Bir anda merdivenlerden gelen sesle başımı Jin'e çevirdim. Bana s*çtık bakışı atıyordu. Olayı toparlamak yerine daha da batırarak kahkaha atmaya başladı.

-Ahahahhaha tabiki öyle bir şey demedim ahahahaha yok öyle bir şey ahahahaha...

Suga bir süre ikimize baktıktan sonra düz bir ifadeyle mutfağa girdi. O an Jin kendini hmen yanıma, yere atarak başını kucağıma koydu.

-ondan büyük olmama rağmen ona kızamıyorum bile. Ne kadar berbat bir durumdayım görüyorsun değil mi Eren?

Dudaklarımı birbirine bastırarak başımı salladığımda dudaklarını büzdü.

-kendimi çok dolu hissettiğim zamanlarda sana bağırabilir miyim?

Kaşlarımı havaya kaldırdım. Ciddi miydi?

Bakayım. Evet ciddi.

-şey, çok bağırmayacaksan ola-

-SENİ GERİZEKALI! NE DİYE BENİ ORAYA GÖNDERDİN?! DERDİN NEYDİ?! BENİ BU ŞEKİLDE GÖRMEK HOŞUNA GİDİYOR DEĞİL Mİ APTAL BEYİNSİZ SU SAMURU BIYIKLI MARİO! SENİ ÖLDÜRECEĞİM! SEN BİTTİN!

Gözlerim kocaman sçılmış ona bakarken o rahatlamış bir şekilde ayağa kalktı ve güldü.

-sağol.

O ceylan gibi sekerek merdivenlere yöneldiğinde gözlerimi kırpıştırarak önüme döndüm. Sanırım delirdi.Bu eve geldim geleli ekşınım bitmiyordu zaten.
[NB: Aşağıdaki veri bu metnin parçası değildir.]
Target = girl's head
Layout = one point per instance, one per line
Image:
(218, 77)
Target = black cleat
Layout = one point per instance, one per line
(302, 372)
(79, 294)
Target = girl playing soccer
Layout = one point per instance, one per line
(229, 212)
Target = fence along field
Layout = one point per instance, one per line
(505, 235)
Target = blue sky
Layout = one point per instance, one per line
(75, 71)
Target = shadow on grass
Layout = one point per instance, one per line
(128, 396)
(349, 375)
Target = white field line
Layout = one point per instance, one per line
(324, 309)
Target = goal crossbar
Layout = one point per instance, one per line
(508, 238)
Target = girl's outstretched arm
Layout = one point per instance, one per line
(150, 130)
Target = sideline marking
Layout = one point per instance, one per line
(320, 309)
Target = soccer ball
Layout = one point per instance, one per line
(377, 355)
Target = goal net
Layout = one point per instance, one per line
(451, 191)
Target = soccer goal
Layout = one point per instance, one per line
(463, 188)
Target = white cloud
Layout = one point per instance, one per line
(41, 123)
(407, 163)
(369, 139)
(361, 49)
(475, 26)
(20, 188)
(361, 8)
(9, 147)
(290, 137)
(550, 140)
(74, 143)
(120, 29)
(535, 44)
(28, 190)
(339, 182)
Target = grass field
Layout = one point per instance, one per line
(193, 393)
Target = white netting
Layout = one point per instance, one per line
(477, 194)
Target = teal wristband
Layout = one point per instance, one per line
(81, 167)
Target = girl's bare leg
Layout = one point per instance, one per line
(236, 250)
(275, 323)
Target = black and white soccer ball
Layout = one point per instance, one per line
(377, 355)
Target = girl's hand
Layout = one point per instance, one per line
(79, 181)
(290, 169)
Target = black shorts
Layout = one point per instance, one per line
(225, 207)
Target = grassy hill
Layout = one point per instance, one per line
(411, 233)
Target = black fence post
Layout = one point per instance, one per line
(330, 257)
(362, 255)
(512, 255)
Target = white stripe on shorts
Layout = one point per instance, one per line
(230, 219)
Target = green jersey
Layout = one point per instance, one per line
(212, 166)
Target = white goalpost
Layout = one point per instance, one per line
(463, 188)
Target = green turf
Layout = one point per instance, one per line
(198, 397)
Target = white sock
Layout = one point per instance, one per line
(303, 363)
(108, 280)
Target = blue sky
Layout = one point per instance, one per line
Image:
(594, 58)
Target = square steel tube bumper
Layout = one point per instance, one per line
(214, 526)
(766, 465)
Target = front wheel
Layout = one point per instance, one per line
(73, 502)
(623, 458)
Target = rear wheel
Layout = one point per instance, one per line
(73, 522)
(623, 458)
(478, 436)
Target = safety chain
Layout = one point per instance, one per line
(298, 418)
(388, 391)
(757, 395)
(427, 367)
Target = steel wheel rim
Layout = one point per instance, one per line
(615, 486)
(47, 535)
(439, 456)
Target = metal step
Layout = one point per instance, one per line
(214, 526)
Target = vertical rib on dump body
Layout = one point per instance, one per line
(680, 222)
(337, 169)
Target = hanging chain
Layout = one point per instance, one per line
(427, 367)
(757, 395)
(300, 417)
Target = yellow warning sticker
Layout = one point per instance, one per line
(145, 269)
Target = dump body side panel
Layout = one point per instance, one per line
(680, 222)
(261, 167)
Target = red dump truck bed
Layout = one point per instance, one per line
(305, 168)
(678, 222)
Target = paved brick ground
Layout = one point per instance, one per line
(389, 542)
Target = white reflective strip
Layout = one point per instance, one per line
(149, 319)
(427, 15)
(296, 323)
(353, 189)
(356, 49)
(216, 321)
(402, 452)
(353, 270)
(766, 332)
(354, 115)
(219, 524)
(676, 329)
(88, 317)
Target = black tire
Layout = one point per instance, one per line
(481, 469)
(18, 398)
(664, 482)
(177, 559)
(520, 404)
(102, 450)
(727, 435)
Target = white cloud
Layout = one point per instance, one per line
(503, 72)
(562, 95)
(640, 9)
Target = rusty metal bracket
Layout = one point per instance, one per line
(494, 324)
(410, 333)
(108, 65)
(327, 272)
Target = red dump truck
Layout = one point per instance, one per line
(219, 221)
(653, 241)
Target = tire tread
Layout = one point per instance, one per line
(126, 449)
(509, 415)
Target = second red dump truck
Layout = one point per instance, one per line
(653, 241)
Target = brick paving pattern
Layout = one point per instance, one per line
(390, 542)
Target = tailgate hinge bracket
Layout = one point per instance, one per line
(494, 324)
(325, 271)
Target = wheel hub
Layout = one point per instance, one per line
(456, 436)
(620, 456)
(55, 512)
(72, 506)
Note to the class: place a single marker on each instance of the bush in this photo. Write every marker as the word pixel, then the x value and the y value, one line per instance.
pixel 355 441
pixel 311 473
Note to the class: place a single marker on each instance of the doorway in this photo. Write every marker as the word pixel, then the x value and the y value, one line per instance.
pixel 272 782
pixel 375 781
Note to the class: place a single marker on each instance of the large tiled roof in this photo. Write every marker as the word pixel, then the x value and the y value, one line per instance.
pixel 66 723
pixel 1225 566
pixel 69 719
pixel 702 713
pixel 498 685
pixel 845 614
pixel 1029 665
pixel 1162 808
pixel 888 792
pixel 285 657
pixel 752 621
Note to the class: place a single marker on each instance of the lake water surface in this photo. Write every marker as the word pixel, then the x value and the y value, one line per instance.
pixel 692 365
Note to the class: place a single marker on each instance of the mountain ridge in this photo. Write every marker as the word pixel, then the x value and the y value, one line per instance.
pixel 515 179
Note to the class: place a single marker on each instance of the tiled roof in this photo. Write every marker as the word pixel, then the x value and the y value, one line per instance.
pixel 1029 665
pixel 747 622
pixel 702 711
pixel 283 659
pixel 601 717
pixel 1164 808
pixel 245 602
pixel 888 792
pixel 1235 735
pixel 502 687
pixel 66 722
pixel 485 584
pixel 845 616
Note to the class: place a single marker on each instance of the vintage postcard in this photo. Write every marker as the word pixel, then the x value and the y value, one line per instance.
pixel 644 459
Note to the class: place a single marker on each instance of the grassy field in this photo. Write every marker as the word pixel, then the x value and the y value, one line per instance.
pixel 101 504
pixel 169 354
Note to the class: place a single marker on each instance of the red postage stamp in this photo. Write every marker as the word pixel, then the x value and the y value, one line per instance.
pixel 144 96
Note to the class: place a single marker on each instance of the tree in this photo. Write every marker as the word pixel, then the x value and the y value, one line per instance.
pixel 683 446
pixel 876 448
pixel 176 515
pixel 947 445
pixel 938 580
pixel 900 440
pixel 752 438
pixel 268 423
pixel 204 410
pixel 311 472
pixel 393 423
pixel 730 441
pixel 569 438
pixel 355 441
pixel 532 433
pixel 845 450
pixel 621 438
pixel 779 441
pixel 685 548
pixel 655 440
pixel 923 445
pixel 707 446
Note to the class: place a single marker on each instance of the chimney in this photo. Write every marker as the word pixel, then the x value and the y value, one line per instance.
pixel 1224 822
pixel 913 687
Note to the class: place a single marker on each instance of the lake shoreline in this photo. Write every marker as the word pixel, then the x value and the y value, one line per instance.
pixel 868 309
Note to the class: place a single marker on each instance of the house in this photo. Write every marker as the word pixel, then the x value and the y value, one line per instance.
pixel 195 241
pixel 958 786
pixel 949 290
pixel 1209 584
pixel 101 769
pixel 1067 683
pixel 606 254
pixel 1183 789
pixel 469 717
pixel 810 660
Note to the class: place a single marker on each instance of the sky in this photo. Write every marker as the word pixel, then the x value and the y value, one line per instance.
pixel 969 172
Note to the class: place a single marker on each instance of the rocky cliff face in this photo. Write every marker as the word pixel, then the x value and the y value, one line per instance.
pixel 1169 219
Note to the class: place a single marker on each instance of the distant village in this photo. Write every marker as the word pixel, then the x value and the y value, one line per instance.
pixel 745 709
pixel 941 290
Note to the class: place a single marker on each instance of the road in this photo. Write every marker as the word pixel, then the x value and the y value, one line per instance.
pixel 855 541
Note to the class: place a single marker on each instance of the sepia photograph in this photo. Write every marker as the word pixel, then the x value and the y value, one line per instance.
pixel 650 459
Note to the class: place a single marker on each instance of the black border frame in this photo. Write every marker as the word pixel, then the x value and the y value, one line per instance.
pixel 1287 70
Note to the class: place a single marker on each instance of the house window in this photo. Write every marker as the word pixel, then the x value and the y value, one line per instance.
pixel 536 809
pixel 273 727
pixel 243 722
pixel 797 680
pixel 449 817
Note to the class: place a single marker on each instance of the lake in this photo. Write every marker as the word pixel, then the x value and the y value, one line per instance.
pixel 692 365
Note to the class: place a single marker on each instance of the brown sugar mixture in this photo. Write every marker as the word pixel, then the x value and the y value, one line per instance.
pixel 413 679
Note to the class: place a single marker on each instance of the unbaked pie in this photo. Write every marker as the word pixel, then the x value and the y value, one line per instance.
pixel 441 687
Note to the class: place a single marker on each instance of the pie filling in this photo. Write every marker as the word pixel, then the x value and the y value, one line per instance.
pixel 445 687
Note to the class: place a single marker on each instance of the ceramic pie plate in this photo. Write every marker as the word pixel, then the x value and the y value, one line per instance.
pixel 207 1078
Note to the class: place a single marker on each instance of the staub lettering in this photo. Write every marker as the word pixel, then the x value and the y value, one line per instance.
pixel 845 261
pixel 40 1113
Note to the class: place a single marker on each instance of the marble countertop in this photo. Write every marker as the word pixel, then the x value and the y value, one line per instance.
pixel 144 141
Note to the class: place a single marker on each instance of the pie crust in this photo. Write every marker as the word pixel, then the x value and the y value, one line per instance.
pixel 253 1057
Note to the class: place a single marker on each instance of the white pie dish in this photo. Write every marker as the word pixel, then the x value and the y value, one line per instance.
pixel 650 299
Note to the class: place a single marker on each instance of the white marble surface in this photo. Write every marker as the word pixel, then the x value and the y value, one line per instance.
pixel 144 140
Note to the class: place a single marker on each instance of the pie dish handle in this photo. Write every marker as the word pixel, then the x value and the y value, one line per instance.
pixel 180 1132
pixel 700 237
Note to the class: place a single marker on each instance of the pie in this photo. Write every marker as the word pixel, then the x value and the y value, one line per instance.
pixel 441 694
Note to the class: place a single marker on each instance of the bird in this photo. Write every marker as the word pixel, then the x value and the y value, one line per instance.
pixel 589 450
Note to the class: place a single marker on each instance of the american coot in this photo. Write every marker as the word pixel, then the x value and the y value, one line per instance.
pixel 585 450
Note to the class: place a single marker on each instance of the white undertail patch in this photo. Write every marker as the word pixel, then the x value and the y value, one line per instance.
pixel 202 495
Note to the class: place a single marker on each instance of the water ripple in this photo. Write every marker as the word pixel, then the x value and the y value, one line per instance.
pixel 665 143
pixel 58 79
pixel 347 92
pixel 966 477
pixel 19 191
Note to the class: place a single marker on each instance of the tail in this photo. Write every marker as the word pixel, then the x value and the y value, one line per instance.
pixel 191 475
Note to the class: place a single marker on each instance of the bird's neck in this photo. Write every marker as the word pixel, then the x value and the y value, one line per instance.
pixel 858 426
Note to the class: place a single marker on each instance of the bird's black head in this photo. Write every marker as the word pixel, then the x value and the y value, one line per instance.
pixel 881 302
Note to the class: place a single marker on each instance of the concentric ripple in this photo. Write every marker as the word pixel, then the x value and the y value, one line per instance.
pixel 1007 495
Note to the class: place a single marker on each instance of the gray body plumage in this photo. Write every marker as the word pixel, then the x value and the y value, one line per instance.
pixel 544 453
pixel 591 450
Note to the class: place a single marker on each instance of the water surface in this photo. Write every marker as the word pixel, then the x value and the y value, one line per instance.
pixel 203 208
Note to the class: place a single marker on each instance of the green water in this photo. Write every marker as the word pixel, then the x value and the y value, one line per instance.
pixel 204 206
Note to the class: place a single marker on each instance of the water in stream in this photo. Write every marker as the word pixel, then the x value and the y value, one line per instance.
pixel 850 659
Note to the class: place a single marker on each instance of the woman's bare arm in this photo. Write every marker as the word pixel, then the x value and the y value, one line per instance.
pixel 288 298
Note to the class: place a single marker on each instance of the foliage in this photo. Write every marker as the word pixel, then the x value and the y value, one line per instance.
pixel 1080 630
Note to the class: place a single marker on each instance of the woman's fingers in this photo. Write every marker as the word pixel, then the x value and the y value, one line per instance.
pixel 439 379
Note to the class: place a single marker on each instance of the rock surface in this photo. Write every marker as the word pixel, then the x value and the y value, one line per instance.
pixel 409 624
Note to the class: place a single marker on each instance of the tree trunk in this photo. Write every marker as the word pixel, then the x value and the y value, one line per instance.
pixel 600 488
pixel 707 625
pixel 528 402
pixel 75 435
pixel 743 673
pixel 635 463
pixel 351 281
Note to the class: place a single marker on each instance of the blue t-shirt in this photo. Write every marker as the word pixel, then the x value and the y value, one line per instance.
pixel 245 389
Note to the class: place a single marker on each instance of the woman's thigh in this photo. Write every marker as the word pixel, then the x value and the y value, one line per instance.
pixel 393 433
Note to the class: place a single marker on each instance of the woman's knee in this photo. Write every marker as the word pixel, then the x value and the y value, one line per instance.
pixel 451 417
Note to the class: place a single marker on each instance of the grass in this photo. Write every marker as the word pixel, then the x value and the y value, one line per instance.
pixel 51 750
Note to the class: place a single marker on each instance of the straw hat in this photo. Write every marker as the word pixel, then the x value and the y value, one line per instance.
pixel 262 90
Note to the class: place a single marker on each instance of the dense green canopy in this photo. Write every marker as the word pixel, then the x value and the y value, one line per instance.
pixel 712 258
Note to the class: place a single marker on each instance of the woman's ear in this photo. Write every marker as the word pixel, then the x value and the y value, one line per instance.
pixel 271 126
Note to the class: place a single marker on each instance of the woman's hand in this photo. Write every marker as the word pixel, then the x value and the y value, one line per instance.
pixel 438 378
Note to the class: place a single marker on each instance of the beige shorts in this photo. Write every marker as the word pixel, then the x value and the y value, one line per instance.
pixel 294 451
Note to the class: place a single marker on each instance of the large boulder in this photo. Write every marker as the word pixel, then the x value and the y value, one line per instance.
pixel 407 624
Omuz silkerek kumandayı tekrar elime almıştım ki kapı tekrar çarparak kapandı. Sıçrayarak arkamı döndüğümde Jimin'i gördüm. Jimin üzerindeki takım elbisenin ceketini çıkararak yere fırlattı ve kırmızı gözleriyle direkt bodrum katına yöneldi.

Anlaşılan dans edecekti. Sorun şu ki onu daha önce bu kadar sinirli görmediğim için şaşırmış ve korkmuştum. İnşAllah önemli bir şey yoktur. Kumandayı tekrar elime aldım ve kanalları gezmeye başladım.

Bugün neden bu kadar sıkıcı?

Ayağa kalkarak saksının yanına gittim ve cam fanusun içini açarak Chimchim'i avucumun içine aldım. Ardından tekrar koltuğa oturarak avcumun içinde onu sevmeye başladım. Anlaşılan başkalarından bana hayır yok. Zaten şu aralar Lan'da ortalıklarda yok. Kim bilir nerelerde dolaşıyor. Ona maymun avcılarının olduğu korkunç hikayeler anlatmama rağmen dışarı çıkıp istediği gibi dolaşıyordu.

Oflayarak ayağa kalktım ve Chimchim'i fanusa koyarak tekrar kanepeye geldim. Ardından ellerimi başımın altında birleştirerek gözlerimi kapadım. Biraz uyumanın kimseye bir zararının dokunacağını sanmıyorum.

YAZARIN AĞZINDAN

Anahtarla kapıyı açarak içeri giren genç adam kapıyı kapadıktan sonra salona ilerledi. Biri televizyonu açık bırakmıştı. Kanepelerin olduğu yere doğru ilerleyip masanın üzerindeki kumandayı aldı ve televizyonu kapadı. Tam merdivenlere yönelecekti ki burnuna gelen hoş kokuyla olduğu yerde durdu. Bu kokuyu tanıyordu. Genç adam arkasını dönerek üçlü koltuğa baktığında güzel kızın derin bir uykuda olduğunu gördü. Kokunun kaynağı anlaşılmıştı. Jungkook kokulara karşı fazla hassastı ve Eren'in kokusu onu cezbediyordu.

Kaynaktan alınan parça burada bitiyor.